Los Angeles County published a model hospital financial assistance application in September 2025, accompanied by best practice recommendations and a report analyzing hospital assistance policies. Officials designed these resources to make financial aid more accessible and equitable before debt occurs, addressing root causes rather than only managing consequences.
Many eligible patients never receive charity care because they don’t know assistance exists, can’t complete complex applications, or miss narrow windows for applying. Hospitals differ dramatically in how they communicate financial assistance availability, screen patients for eligibility, and process applications. Standardizing and improving these processes could prevent debt from forming in the first place.
Assembly Bill 1312, signed in October 2025, moves California toward automatic screening rather than application-based charity care. Starting in July 2027, hospitals must presumptively screen patients for financial assistance eligibility. Eligible patients will receive help automatically rather than navigating paperwork or managing billing disputes. County officials are partnering with L.A. Care Health Plan and the Hospital Association of Southern California to develop implementation supports, ensuring hospitals meet new standards effectively.
Combined with direct debt relief, these prevention efforts aim to reduce both current debt burdens and future debt accumulation. Residents who avoid debt in the first place never face collection calls, credit damage, or impossible choices between healthcare and other needs.
What Recipients Should Know and Do

Residents receiving letters should recognize them as legitimate communications, not scams or marketing. Official notifications arrive jointly from Los Angeles County and Undue Medical Debt, confirming specific debt amounts and account closures. No response is required, and recipients owe nothing for the service.
Debt relief does not affect eligibility for other public programs or benefits. Relief is not considered taxable income at the federal or state level. Credit reporting bureaus should update records to reflect zero balances on affected accounts, though residents may need to monitor credit reports and dispute lingering inaccuracies.
For future medical bills, Los Angeles County maintains resources at publichealth.lacounty.gov/hccp/medicalDebt/ covering charity care applications, legal assistance, consumer counseling, and tips for dealing with billing and collections. Residents facing new medical costs can explore financial assistance before bills become debt.

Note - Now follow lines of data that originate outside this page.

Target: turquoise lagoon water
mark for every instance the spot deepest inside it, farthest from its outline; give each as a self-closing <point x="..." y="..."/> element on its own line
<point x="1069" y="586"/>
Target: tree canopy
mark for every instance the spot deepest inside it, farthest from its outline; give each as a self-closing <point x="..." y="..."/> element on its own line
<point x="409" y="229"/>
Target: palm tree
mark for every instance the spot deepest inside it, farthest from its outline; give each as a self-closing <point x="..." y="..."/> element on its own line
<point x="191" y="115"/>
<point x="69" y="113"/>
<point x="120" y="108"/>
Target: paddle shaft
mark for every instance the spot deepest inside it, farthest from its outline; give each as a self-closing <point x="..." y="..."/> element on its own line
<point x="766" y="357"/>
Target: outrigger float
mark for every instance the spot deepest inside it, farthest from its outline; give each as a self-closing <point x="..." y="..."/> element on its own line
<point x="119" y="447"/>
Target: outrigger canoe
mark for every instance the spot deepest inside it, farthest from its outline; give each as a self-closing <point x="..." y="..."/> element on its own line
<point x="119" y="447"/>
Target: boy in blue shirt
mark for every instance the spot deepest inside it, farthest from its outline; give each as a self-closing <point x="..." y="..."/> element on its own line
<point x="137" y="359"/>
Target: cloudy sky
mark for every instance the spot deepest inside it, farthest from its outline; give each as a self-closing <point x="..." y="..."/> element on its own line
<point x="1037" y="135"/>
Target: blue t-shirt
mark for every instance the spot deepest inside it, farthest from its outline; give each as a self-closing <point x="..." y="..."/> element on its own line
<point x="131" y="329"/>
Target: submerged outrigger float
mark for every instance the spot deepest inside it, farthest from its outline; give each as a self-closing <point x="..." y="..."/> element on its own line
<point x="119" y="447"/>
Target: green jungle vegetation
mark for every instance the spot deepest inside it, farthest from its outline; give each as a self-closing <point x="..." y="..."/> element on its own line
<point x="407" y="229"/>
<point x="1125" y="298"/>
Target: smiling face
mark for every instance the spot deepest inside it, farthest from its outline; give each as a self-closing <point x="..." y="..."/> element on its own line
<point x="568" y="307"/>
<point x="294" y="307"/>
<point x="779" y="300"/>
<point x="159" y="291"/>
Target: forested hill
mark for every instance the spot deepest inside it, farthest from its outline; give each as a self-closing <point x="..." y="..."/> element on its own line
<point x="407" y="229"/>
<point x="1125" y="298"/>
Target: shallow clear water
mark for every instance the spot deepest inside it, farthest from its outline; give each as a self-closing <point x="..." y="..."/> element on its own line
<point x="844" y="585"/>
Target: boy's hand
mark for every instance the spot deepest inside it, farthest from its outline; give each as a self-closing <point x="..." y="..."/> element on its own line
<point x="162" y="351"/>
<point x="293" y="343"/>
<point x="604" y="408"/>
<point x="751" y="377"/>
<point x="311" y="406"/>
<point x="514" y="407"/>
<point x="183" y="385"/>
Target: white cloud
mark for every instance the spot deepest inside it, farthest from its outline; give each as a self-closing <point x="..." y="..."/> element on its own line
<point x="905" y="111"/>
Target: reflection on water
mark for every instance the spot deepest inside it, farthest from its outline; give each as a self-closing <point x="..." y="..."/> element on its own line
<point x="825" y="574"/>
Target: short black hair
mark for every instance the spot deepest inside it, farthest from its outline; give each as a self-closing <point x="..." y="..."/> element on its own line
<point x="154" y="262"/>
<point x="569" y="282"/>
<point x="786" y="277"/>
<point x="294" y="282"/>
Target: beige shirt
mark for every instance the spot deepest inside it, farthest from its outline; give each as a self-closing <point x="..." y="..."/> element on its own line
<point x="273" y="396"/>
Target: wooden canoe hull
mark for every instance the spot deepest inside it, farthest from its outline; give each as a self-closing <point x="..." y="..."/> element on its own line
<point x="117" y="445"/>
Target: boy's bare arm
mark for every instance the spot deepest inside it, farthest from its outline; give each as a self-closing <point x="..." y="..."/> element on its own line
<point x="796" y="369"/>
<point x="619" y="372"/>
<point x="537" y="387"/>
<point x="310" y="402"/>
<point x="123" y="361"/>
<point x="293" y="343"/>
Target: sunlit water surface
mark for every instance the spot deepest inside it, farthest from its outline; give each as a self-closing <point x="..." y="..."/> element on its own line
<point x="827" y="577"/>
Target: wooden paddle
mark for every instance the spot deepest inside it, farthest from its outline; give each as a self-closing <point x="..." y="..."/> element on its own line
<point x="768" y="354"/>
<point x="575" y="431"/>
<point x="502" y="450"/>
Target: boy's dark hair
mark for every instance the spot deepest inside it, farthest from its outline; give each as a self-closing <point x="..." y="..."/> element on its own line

Building Foundation for Healthier Financial Future
Ferrer emphasized how eliminating financial burden creates space for residents to focus on what matters. Families freed from debt collection can redirect energy toward health maintenance, children’s needs, and building stability. Removing financial consequences from healthcare decisions encourages residents to seek needed care earlier rather than delaying until crises require expensive emergency intervention.
Long term health outcomes improve when people can afford prescriptions, attend follow up appointments, and address chronic conditions proactively. Medical debt relief, therefore, functions as both financial assistance and public health intervention, recognizing that economic stability and physical health remain inseparably linked.
County officials view the program as establishing groundwork for more equitable healthcare access across Los Angeles County. By demonstrating feasibility, measuring impact, and building partnerships, the pilot creates a model that could expand or inform other jurisdictions facing similar medical debt crises.
As letters continue arriving in mailboxes throughout December, 39,000 more families discover that their financial past no longer controls their future. For residents who open those envelopes, the government has delivered something increasingly rare in American healthcare. Actual relief, no strings attached, no application required. Just a burden lifted and a fresh start granted.